Unnamed: 0,timestamp,id,group,action,Binary
8178,2017-01-18 08:17:12.675797,616692,control,view,0
8179,2017-01-18 08:53:50.910310,615849,experiment,view,0
8180,2017-01-18 08:54:56.879682,615849,experiment,click,1
8181,2017-01-18 09:07:37.661143,795585,control,view,0
8182,2017-01-18 09:09:17.363917,795585,control,click,1
8183,2017-01-18 09:11:41.984113,192060,experiment,view,0
8184,2017-01-18 09:42:12.844575,755912,experiment,view,0
8185,2017-01-18 10:01:09.026482,458115,experiment,view,0
8186,2017-01-18 10:08:51.588469,505451,control,view,0
8187,2017-01-18 10:24:08.629327,461199,control,view,0


In [32]:
n = len(exp)
p = CTR

var = n * p * (1-p)
std = np.sqrt(var)
print(std)

28.117265621107368


In [38]:
z = (sum(exp_click) - expected) / std

In [39]:
print(z)

3.200282505769741


### Step 3: 
Finally, calculate a p-value using the normal distribution based on this z-score.

In [40]:
stats.norm.sf(abs(z))

0.000686464723597255

### Analysis:

Does this result roughly match that of the previous statistical test?

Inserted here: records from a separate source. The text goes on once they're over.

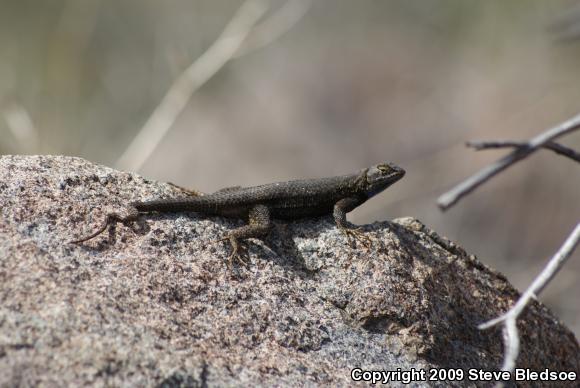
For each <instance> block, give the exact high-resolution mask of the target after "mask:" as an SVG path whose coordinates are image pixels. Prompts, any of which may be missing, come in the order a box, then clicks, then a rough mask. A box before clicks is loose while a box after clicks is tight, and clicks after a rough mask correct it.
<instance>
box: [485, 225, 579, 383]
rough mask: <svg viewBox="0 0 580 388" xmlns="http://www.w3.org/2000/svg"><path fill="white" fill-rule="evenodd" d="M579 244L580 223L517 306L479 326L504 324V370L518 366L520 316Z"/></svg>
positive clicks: (511, 371)
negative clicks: (532, 300) (495, 317)
mask: <svg viewBox="0 0 580 388" xmlns="http://www.w3.org/2000/svg"><path fill="white" fill-rule="evenodd" d="M579 242H580V223H578V224H577V225H576V227H575V228H574V230H573V231H572V233H571V234H570V236H568V238H567V239H566V241H565V242H564V244H563V245H562V246H561V247H560V249H559V250H558V252H556V254H555V255H554V256H553V257H552V258H551V259H550V261H549V262H548V264H547V265H546V266H545V267H544V269H543V270H542V272H540V274H539V275H538V276H537V277H536V278H535V279H534V281H533V282H532V284H531V285H530V287H528V289H527V290H526V291H525V292H524V293H523V294H522V296H521V297H520V298H519V299H518V301H517V302H516V304H515V305H514V306H513V307H512V308H511V309H509V311H508V312H506V313H505V314H503V315H501V316H499V317H498V318H495V319H492V320H490V321H488V322H486V323H483V324H481V325H479V329H480V330H484V329H488V328H490V327H492V326H495V325H498V324H499V323H503V324H504V328H503V333H504V362H503V366H502V370H504V371H508V372H510V373H511V372H512V371H513V370H514V368H515V365H516V360H517V357H518V353H519V348H520V339H519V335H518V329H517V325H516V320H517V318H518V316H519V315H520V314H521V313H522V311H523V310H524V309H525V307H526V306H527V304H528V303H529V302H530V300H531V299H535V298H536V297H537V296H538V295H539V294H540V293H541V292H542V290H543V289H544V288H545V287H546V285H547V284H548V283H549V282H550V280H552V279H553V278H554V276H555V275H556V274H557V273H558V271H559V270H560V269H561V268H562V266H563V265H564V263H565V262H566V261H567V260H568V258H569V257H570V256H571V255H572V252H574V249H576V247H577V246H578V243H579Z"/></svg>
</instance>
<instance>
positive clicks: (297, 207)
mask: <svg viewBox="0 0 580 388" xmlns="http://www.w3.org/2000/svg"><path fill="white" fill-rule="evenodd" d="M404 175H405V171H404V170H403V169H402V168H400V167H397V166H395V165H394V164H391V163H382V164H378V165H375V166H372V167H370V168H366V169H363V170H361V171H359V172H358V173H355V174H350V175H342V176H336V177H331V178H321V179H305V180H295V181H288V182H279V183H269V184H266V185H261V186H254V187H229V188H225V189H222V190H219V191H216V192H215V193H212V194H206V195H191V196H188V197H184V198H176V199H160V200H153V201H143V202H134V203H132V204H131V209H130V213H129V215H128V216H124V217H121V216H119V215H118V214H116V213H111V214H108V215H107V217H106V219H105V222H104V223H103V224H102V225H101V227H99V228H98V229H97V230H96V231H95V232H94V233H92V234H90V235H89V236H86V237H83V238H81V239H78V240H76V241H73V243H80V242H83V241H87V240H90V239H92V238H93V237H96V236H98V235H99V234H101V233H102V232H104V231H105V229H106V228H107V226H108V225H110V224H112V223H115V222H123V223H127V222H130V221H134V220H136V219H137V218H138V216H139V214H141V213H150V212H160V213H175V212H182V211H192V212H197V213H200V214H203V215H207V216H223V217H233V218H241V219H244V220H247V221H248V225H245V226H242V227H240V228H237V229H234V230H233V231H231V232H230V233H229V234H228V235H227V237H226V238H224V239H222V240H229V241H230V243H231V245H232V254H231V255H230V257H229V259H230V261H231V260H233V259H237V260H238V261H240V262H242V263H244V261H243V260H242V259H241V256H240V250H241V247H240V240H245V239H247V238H252V237H264V236H265V235H267V234H268V233H269V231H270V229H271V228H272V222H271V220H272V219H284V220H295V219H300V218H306V217H317V216H323V215H329V214H332V215H333V217H334V220H335V221H336V224H337V226H338V227H339V228H340V229H341V230H342V231H343V232H344V233H345V234H346V235H347V236H349V237H356V238H362V239H364V235H363V234H362V233H361V232H360V231H359V230H357V229H353V228H350V227H349V226H348V223H347V221H346V213H348V212H350V211H351V210H353V209H355V208H356V207H358V206H360V205H362V204H363V203H364V202H366V201H367V200H368V199H369V198H371V197H373V196H374V195H376V194H378V193H380V192H381V191H383V190H385V189H386V188H388V187H389V186H391V185H392V184H393V183H395V182H397V181H398V180H399V179H401V178H402V177H403V176H404ZM192 193H195V194H200V193H198V192H192ZM222 240H220V241H222Z"/></svg>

> Comment: **Your analysis here**

## Summary

In this lab, you continued to get more practice designing and conducting AB tests. This required additional work preprocessing and formulating the initial problem in a suitable manner. Additionally, you also saw how to verify results, strengthening your knowledge of binomial variables, and reviewing initial statistical concepts of the central limit theorem, standard deviation, z-scores, and their accompanying p-values.